第六話 悪いセールスマン
(作者註:この作品は『星空文庫』さんに「新しいゲーム」というタイトルで掲載したものです)
惑星ファミリアを訪れた凄腕セールスマンが売りつけたものは……
セールスマンはプラス思考じゃなきゃいけねえ。よく言われるように、靴のセールスマンが裸足の部族のところに行ったら、大喜びしなきゃいけねえ。おれだって、伊達に銀河を股にかけて商売してるわけじゃねえんだ。大抵の惑星じゃあ、うまいことボロ儲けしてきたさ。だが、この惑星に着いた時は、ブッたまげたぜ。
宇宙からの見た目は地球と似てるし、データによると住民はヒューマノイドだ。こいつは楽勝だと思ったよ。
自家用ロケットを宙港に着け、とりあえず入管で手続きをしようと思ってハッチを開けたら、住民に取り囲まれてるじゃねえか。代表らしい人物が何か叫んでるんで、あわてて自動通訳機のスイッチを入れたよ。
「ようこそ兄弟。この惑星ファミリアに到着した瞬間から、おめさんもわしらの兄弟ずら。何の遠慮もいらねえ。自分の家だと思って過ごしてけろよ。わしはヨーゼフずら」
「何だか知らねえが、歓迎ありがとよ。おれはサブローだ。とりあえず、入管に案内してくれよ」
「いやいや、そんなものはねえ。サブロー兄弟だって、家に帰って来るのに、別に手続きなぞいらねえずら。何はともあれ、わしの家に食事の用意がしてあるずら。好きなだけ食べてけろ」
家族同然、というのは、当然比喩だと思っていたが、ヨーゼフの家について、それがまぎれもない事実であることを知った。おれ用の部屋があり、おれ用の食器があり、おれ用のパジャマがあった。食事もヨーゼフの家族と同じテーブルだった。
ところが、外来の客を家族で歓待する文化なのかと思ったら、その同じテーブルに座っているのは、実はヨーゼフの家族でも何でもない、通りすがりの住民だという。
「いやいや、他人じゃねえずら。わしらはすべて兄弟姉妹ずら。惑星ファミリアには、他人なんか一人もいねえよ」
ヨーゼフは上機嫌にそう言うのだ。
食べ終わった一人が抜けると、またそこに、別の住民がやって来て座り、料理を食べ始めた。ヨーゼフがどれほど金持ちなのか知らないが、これではいずれ破産するのではないか。おれが当然の疑問をぶつけると、その答えは想定外だった。
「それがわしの仕事ずら。ここは、わしの家でもあるが、レストランでも、ホテルでもあるずらよ」
それから一週間滞在してわかったのは、このファミリアという惑星には貨幣経済というものがなく、すべてが共用されている、ということだった。
早い話、ヨーゼフは食事の材料を仕入れなくとも、誰かが肉を、誰かが野菜を、誰かが魚を、勝手に持ってきて置いていくのだ。
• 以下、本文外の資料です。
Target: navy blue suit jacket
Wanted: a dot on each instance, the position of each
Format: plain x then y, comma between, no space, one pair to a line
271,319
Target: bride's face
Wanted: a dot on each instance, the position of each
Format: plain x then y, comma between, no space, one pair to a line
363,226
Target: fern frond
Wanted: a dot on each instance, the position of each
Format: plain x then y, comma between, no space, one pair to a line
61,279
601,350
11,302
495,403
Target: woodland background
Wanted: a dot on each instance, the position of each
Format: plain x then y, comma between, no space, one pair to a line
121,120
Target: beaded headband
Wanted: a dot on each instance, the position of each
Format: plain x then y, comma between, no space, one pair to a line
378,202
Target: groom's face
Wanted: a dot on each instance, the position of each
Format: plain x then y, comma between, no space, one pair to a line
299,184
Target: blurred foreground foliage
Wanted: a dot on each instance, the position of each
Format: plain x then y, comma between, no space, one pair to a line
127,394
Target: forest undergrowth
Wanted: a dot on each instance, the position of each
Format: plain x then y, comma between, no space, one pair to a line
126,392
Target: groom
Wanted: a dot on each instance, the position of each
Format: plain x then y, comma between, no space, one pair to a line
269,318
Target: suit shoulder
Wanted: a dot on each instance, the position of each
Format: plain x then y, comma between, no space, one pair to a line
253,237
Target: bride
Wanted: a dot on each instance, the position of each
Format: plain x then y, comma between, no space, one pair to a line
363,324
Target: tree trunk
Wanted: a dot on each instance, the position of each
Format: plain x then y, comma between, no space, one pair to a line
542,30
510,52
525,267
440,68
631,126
衣食住、すべてが無料だから、何もしなくても生きて行けるのだろうが、家族にも役割があるように、ある者はタダで服を作り、ある者はタダで乗り物を運転し、ある者はタダで子供に勉強を教えるのである。
おれは困った。これでは商売にならないじゃないか。いや、待てよ。
「なあ、ヨーゼフ。面白いゲームがあるんだが、やらないか」
「どんなゲームずらか?」
「ここに数字の入った円盤がある。これを回すと、この玉が転がって、やがて止まる。その数字を当てっこするのさ」
「何だか、面白そうずら」
「そうだろう。当たった方は、このプラスチックのチップをもらえるんだ。な、簡単だろう」
「ルールが今ひとつわからねえけど、やってみるずら」
「あんたが面白いと思ったら、ワンセット譲るよ。まあ、セットの追加は有料になるけどな」
そして、一ヶ月後。
惑星ファミリアにはたくさんのカジノが建ち並び、貨幣経済が発達し、家族的な信頼関係は崩れ、遊ぶ金欲しさにサラ金から借金するヤツばかりになった。
おかげで、またしてもおれはボロ儲けしたってわけさ。いや、ホントだぜ。